With healthcare facilities scrambling to pinpoint and address their top cyber threats, Fortified's report provides some guidance on where to begin. The report identifies five major security gaps in healthcare organisations: inadequate asset inventories, a lack of unified risk management strategies, a lack of focus on supply-chain vulnerabilities, a preference for installing new technology over maintaining legacy systems, and poor employee training.
Major cyberattacks in recent years have demonstrated how these threats are linked. Weak supply-chain oversight is an especially critical issue given the interconnected framework of the healthcare ecosystem, which includes hospitals, pharmacies, and specialty-care institutions.
The 2024 Change Healthcare hack highlighted the industry's reliance on a few obscure but ubiquitous vendors. Outdated asset inventories exacerbate these flaws, making it more difficult to repair the damage after a supply-chain attack. And these attacks frequently target the very legacy technologies that have been overlooked in favour of new products.

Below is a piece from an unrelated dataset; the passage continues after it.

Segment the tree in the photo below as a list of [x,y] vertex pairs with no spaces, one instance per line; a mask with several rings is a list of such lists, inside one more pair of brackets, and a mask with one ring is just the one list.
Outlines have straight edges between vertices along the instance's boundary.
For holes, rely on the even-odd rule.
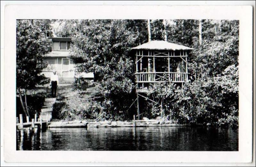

While securing old systems remains a persistent challenge for healthcare organisations, Fortified discovered that it was the most significant area for improvement in the previous year, followed by recovery process improvements, response planning, post-incident communications, and threat analysis maturity.
Identity management, risk assessment maturity, and leadership involvement were further areas that needed improvement. Since many attacks start with credentials that have been stolen or falsified, the latter is particularly critical.
A spokesperson stated that Fortified's study is predicated on client interactions, including incident engagements and security ratings derived from the Cybersecurity Framework, that took place between 2023 and June 2025. Fortified serves all of its clients in North America, including major university medical centres, integrated delivery networks, and small community hospitals.